C’è Efeso, una delle perle della civiltà mediterranea antica. Ci sono molta Asia e tanta Europa, con una forte presenza di quella settentrionale, solo in apparenza meno densa di uomini e storia rispetto alla culla di storia e di popoli che resta il Bacino Mediterraneo. C’è naturalmente l’eredità arabo-normanna del Palermitano, a tenere alto il nome dell’Italia, che conserva il primato assoluto con 51 siti iscritti. E c’è anche una prima volta assoluta, quella della Giamaica con le Blue Mountains. Ci sono due siti dell’Iran, uno dei vincitori morali di questo aggiornamento 2015 della lista dei siti World Heritage dell’Unesco, proclamati durante l’annuale seminario dedicato, che per l’occasione si è svolto nella capitale tedesca. Altre nazioni protagoniste, con due siti ciascuna, la Danimarca, la Turchia di Efeso e della non meno affascinante fortezza di Diyarbakir e la Francia, che ha introdotto due grandissime aree vinicole, la Borgogna e la cosiddetta collina dello Champagne. L’Italia mantiene i suoi tre punti di vantaggio sulla Cina, che annette la zona dei leader tribali “Tusi” e sale a quota 48. La Francia è comunque a 41, contro i 40 della Germania (più uno) e i 44 della Spagna, che quest’anno ottiene soltanto l’estensione del Cammino di San Giacomo di Compostela.

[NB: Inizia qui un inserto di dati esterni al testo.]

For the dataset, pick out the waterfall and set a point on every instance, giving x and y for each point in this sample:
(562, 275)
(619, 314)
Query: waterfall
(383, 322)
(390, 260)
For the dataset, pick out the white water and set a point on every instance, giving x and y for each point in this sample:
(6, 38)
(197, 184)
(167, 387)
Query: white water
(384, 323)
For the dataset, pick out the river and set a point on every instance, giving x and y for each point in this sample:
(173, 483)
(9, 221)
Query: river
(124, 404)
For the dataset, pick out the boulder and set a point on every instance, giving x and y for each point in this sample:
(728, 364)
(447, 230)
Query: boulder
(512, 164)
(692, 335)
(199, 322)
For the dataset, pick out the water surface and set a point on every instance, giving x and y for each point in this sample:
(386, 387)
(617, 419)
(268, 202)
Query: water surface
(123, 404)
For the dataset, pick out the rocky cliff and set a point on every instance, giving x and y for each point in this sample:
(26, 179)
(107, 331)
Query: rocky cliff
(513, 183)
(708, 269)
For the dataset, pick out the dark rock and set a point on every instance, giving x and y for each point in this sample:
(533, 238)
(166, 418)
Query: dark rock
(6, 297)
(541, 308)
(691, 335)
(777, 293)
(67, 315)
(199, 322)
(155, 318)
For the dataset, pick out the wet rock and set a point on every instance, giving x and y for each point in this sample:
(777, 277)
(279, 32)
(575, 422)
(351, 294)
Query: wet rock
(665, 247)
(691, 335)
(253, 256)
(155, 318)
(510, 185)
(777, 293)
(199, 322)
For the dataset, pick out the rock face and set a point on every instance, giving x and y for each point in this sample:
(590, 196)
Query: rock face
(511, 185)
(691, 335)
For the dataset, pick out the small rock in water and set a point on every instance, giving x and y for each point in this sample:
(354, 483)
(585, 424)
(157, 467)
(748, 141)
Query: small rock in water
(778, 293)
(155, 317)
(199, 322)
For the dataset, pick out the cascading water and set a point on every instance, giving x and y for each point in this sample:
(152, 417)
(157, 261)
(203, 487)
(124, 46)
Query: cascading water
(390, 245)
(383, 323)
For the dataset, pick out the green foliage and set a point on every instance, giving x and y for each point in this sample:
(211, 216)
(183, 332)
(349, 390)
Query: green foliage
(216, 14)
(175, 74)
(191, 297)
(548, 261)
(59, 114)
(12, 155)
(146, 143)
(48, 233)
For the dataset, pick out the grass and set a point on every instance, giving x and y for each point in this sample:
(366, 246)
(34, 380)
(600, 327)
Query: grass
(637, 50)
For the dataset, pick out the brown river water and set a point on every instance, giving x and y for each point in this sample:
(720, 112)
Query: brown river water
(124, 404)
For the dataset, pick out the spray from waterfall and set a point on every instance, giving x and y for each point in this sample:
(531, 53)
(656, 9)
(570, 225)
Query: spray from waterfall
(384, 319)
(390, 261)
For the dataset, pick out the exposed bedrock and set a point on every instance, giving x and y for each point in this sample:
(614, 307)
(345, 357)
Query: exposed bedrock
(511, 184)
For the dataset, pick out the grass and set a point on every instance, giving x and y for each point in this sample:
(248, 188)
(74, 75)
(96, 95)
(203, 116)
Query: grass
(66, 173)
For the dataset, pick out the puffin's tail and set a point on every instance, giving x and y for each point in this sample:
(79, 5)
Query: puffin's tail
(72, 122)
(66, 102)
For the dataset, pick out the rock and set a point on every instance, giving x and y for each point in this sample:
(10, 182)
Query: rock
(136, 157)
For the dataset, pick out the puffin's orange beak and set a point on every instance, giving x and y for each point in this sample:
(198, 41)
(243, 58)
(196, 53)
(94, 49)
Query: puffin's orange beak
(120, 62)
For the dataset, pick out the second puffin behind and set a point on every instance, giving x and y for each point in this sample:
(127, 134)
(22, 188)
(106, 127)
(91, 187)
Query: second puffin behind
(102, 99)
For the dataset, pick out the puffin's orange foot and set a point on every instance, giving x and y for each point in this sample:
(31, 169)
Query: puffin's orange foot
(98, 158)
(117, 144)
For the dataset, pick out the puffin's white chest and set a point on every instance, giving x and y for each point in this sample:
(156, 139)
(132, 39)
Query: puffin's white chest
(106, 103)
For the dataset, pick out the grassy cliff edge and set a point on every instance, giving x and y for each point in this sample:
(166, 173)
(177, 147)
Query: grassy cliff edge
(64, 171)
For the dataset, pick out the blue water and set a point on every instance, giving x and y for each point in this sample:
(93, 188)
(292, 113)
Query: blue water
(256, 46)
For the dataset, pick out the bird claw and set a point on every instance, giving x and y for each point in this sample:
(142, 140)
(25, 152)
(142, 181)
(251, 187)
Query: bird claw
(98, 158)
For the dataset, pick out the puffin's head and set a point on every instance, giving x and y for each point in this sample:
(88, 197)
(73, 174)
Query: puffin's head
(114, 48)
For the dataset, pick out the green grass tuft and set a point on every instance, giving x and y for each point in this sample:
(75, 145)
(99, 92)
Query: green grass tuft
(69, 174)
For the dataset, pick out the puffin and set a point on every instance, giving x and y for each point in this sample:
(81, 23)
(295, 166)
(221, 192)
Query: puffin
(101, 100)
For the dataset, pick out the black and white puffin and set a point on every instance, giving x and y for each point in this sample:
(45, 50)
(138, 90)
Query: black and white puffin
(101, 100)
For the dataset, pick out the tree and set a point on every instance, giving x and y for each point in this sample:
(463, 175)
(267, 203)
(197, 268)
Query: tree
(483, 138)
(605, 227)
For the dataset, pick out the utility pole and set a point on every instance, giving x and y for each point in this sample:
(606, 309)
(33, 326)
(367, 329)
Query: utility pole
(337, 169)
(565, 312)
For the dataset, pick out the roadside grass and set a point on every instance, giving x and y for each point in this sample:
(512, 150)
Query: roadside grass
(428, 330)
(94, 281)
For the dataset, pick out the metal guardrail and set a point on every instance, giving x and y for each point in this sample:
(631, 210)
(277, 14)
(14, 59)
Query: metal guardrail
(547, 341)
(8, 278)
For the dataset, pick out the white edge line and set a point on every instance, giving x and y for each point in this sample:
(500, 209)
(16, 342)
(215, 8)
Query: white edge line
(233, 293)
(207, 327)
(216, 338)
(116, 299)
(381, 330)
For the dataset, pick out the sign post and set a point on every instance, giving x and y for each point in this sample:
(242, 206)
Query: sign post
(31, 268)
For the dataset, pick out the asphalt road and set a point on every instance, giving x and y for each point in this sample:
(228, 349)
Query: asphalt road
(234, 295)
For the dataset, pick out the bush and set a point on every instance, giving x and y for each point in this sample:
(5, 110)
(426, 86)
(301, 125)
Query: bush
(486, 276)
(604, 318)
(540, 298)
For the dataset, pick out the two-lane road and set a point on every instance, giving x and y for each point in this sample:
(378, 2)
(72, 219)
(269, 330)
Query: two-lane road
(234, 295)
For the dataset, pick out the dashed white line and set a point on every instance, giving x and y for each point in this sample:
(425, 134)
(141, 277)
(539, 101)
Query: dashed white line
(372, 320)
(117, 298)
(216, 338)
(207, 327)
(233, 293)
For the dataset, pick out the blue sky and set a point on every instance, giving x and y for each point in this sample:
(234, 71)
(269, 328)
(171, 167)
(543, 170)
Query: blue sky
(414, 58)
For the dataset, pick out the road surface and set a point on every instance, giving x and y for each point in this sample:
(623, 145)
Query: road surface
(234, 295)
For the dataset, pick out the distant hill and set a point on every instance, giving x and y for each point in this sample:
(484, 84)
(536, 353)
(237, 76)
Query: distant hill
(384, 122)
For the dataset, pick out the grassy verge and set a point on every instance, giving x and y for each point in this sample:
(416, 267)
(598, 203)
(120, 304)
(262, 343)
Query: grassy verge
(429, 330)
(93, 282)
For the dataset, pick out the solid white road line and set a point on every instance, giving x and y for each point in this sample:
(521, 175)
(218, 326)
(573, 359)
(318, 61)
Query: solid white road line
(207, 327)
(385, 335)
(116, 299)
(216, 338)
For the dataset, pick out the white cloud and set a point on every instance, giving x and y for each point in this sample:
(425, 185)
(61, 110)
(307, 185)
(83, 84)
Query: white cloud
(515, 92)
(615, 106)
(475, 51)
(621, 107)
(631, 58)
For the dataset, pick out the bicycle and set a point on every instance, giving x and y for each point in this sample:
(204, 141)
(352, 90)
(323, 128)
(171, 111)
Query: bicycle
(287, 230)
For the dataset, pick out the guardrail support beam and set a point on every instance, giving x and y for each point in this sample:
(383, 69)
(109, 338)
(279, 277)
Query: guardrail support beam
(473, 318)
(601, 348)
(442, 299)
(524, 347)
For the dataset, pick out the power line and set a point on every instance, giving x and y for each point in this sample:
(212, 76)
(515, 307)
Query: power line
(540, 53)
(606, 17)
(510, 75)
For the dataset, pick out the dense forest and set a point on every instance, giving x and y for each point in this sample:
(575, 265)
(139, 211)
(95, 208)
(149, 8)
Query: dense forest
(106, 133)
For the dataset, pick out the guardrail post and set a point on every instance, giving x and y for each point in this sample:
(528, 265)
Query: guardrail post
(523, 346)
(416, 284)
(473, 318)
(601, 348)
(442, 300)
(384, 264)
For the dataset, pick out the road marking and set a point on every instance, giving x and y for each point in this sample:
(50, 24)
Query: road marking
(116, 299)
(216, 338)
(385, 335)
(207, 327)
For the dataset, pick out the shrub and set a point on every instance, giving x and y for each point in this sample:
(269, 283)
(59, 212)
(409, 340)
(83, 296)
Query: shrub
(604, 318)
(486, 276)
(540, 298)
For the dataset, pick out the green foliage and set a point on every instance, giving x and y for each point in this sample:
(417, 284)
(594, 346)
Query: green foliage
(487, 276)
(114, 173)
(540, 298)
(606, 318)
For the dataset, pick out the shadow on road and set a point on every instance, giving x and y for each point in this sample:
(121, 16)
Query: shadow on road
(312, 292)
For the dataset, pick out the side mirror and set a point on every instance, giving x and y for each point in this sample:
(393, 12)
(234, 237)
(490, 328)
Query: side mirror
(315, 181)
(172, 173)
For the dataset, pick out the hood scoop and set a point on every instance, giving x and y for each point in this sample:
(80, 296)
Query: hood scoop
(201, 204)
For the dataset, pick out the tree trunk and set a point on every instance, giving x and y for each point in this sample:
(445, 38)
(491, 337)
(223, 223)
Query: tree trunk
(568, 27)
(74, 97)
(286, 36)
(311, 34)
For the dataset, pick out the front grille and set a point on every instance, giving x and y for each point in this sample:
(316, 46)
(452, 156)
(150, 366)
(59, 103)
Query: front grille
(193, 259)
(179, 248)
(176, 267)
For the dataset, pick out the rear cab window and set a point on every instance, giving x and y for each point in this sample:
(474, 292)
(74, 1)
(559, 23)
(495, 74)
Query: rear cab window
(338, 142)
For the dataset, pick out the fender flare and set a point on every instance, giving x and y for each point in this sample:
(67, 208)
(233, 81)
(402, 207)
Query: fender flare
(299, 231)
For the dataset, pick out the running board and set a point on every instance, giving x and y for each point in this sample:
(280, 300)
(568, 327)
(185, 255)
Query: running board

Sono solo alcuni dei possibili titoli alla fine dell’annuale meeting del Comitato Mondiale del Patrimonio dell’Umanità, che si sta tenendo a Bonn (Germania). Le nuove iscrizioni sono 27, 24 delle quali hanno motivazioni culturali, 2 natural-paesaggistiche e 1 mista. Oltre alle 27 novità assolute ci sono 3 estensioni di siti già parte del World Heritage. Il totale è ora di 1031 siti nella lista. Nei giorni precedenti le nuove nomine, i delegati delle Nazioni Unite avevano collocato la capitale yemenita Sana’a nel purgatorio della lista dei siti “endangered”, in pericolo, risparmiando analoga sorte alla Barriera corallina australiana.